Development of antibody research may help prevent sepsis induced by COVID-19

Summary: Researchers have developed a novel antibody strategy to prevent the association between a harmless protein and a disease mediator that could lead to sepsis, and ultimately death. The findings could help to prevent sepsis induced by COVID-19 infections.

Source: Feinstein Institute For Medical Research

Sepsis is a life-threatening illness caused by the human body’s immune response to infection, however if the body overreacts it can lead to death. Nearly 270,000 deaths occur in the United States annually related to sepsis.

The Feinstein Institutes for Medical Research scientists have discovered the development of novel antibody strategy to effectively prevent the association between a harmless protein and a disease mediator that could lead to sepsis death. The research, led by Haichao Wang, Ph.D., professor in the Institute of Molecular Medicine at Feinstein, published today in the journal Science Translational Medicine.

In 1999, Feinstein Institutes’ researchers discovered an important mediator of lethal sepsis termed as the “high mobility group box 1” (HMGB1) protein. Investigators then began to study another protein called “tetranectin” (TN) that turns HMGB1 into a killer of the body’s immune cells. This transformation induces cell death (pyroptosis) and immunosuppression, impairing the body’s ability to eradicate microbial infections and leads to death.

Now, Feinstein Institutes’ researchers uncovered and confirmed the TN protein’s role in capturing HMGB1 and exacerbating immune cell death. With that discovery, they developed a panel of TN-specific monoclonal antibodies that prevent this harmful TN/HMGB1 interaction, reversing sepsis-induced immunosuppression and fatality.

This shows cell samples
Mice lacking tetranectin (KO) were more susceptible to tissue injury and lethal sepsis than control animals (WT). The image is credited to W. Chen et al., Science Translational Medicine.

“We were able to identify and observe this unique interaction between two proteins that ultimately lead to the body’s innate immune cell depletion and lethal consequences,” said Dr. Wang. “By developing protective antibodies, we hope to commercialize and further assess their therapeutic potential in fighting sepsis.”

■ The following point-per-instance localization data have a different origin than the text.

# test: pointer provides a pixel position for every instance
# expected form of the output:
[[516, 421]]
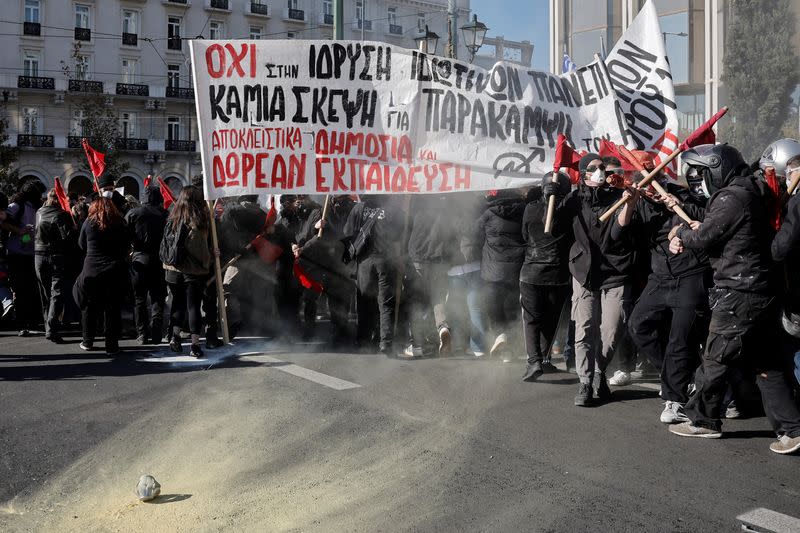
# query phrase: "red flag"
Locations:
[[267, 251], [304, 279], [567, 157], [97, 160], [166, 192], [62, 195], [705, 133]]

The research is particularly timely, as the development of these novel antibodies could be used to prevent sepsis induced by COVID-19, commonly known as the coronavirus, and other lethal pathogens.

“Sepsis is the leading cause of death in hospitals and Dr. Wang’s research is a huge step in stopping this escalating and urgent crisis,” said Kevin J. Tracey, MD, president and CEO of the Feinstein Institutes. “His work is a new path for developing possible cures for this complex condition.”

About this coronavirus research article

Feinstein Institute For Medical Research
Media Contacts:
Matthew Libassi – Feinstein Institute For Medical Research
Image Source:
The image is credited to W. Chen et al., Science Translational Medicine.

Original Research: Open access
“Identification of tetranectin-targeting monoclonal antibodies to treat potentially lethal sepsis”. by Weiqiang Chen et al.
Science Translational Medicine doi:10.1126/scitranslmed.aaz3833.


Identification of tetranectin-targeting monoclonal antibodies to treat potentially lethal sepsis

For the clinical management of sepsis, antibody-based strategies have only been attempted to antagonize proinflammatory cytokines but not yet been tried to target harmless proteins that may interact with these pathogenic mediators. Here, we report an antibody strategy to intervene in the harmful interaction between tetranectin (TN) and a late-acting sepsis mediator, high-mobility group box 1 (HMGB1), in preclinical settings. We found that TN could bind HMGB1 to reciprocally enhance their endocytosis, thereby inducing macrophage pyroptosis and consequent release of lactate dehydrogenase and apoptosis-associated speck-like protein containing a C-terminal caspase recruitment domain. The genetic depletion of TN expression or supplementation of exogenous TN protein at subphysiological doses distinctly affected the outcomes of potentially lethal sepsis, revealing a previously underappreciated beneficial role of TN in sepsis. Furthermore, the administration of domain-specific polyclonal and monoclonal antibodies effectively inhibited TN/HMGB1 interaction and endocytosis and attenuated the sepsis-induced TN depletion and tissue injury, thereby rescuing animals from lethal sepsis. Our findings point to a possibility of developing antibody strategies to prevent harmful interactions between harmless proteins and pathogenic mediators of human diseases.